In fact, the sorts of leaders who do these things are globally ascendant. Illiberalism, authoritarianism, and nationalism, often marching hand in hand, have swept the world in a wave, from the Philippines to Turkey to Russia to Hungary and, now, to the United States. Each of these countries has its own unique characteristics, but they all have one thing in common: the consolidation of power behind an illiberal strongman advocating a nationalist platform.

The rise of European far-right parties is the next wave. It began with Brexit and it will not stop there. The Netherlands has an election next year, and current frontrunner Geert Wilders wants to ban the Quran and close mosques. France has an election next year, and Marine Le Pen's National Front is surging. Austria's forthcoming re-run of its invalidated May presidential poll, where far-right candidate Norbert Hofer nearly won, may yet produce the European Union's first far-right head of state.

 

Why is this happening?

There are two types of nationalism at play: ethnonationalism and economic nationalism, or, put bluntly, fear of immigrants and fear of trade.

Ethnonationalism can be expected to emerge any time there is large-scale demographic change in a country that threatens the identity of the power group. Far-right parties in Europe have been pretty open about this, whether it's Hungary's Viktor Orban referring to refugees as "poison" or the head of Austria's far-right party calling German Chancellor Angela Merkel "the most dangerous politician in Europe" due to her migration policy. For these folks, the immigrant is a fundamental threat to the identity of the nation. They are unapologetic in their desire to see more homogeneous countries.

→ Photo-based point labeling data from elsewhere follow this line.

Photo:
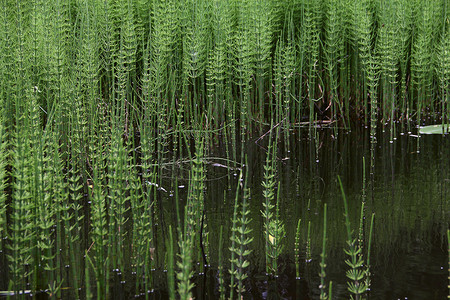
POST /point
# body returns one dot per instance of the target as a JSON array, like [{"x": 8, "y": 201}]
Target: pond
[
  {"x": 408, "y": 193},
  {"x": 407, "y": 190}
]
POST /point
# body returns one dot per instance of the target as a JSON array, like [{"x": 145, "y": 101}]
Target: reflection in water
[{"x": 408, "y": 192}]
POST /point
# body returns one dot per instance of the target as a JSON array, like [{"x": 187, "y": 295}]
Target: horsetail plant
[
  {"x": 239, "y": 240},
  {"x": 275, "y": 231},
  {"x": 268, "y": 185},
  {"x": 3, "y": 183},
  {"x": 322, "y": 273},
  {"x": 297, "y": 250},
  {"x": 357, "y": 285}
]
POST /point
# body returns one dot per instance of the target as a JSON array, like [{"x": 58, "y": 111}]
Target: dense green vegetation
[{"x": 98, "y": 97}]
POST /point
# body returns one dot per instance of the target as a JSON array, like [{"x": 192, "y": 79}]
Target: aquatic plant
[
  {"x": 240, "y": 240},
  {"x": 358, "y": 283},
  {"x": 322, "y": 273}
]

Economic nationalism is more complicated. A combination of global factors have buffeted the working class in many countries for years, bleeding away job security while widening income inequality. An easy target is to blame foreigners, treaties, trade pacts, or international organizations such as the European Union, all of which are un-elected and therefore face a democracy deficit. Any capable populist demagogue can get extensive mileage from such tactics regardless of the facts.

All of this raises significant questions about future policymaking in the European Union and the United States. Perhaps trade deals will need to be abandoned, given the backlash they provoke. Perhaps migration will have to be forcibly halted, even for refugees, for if it isn't, right-wing parties will continue to seize power and ultimately dismantle the Union. (Le Pen and Wilders have promised Frexit and Nexit referendums for their own countries.) Perhaps this is even for the best: with the likes of Wilders and Le Pen in charge, refugees may not be safe in Europe anymore.

 

And for America?

My own country, a nation of immigrants, a nation that has from its inception been defined by those who journeyed to its shores to pursue their dreams, is now at a crossroads. Far more diverse than the typical European state, it must decide how widely to define the identity of "American." I have long hoped that America would continue to define the term outwards to encompass ever more groups, as it did in the past (including for my own ancestors). The identity politics at play in the 2016 Presidential election, however, suggest that it will not.

A lot can change in a quarter century, but let's be clear: white majority rule in America cannot be maintained by liberal means for much longer, and many of those who voted in this year's poll know it. The question is, did Trump win primarily due to ethnonationalism or economic nationalism? Or, put another way, how badly does America want to remain majority white?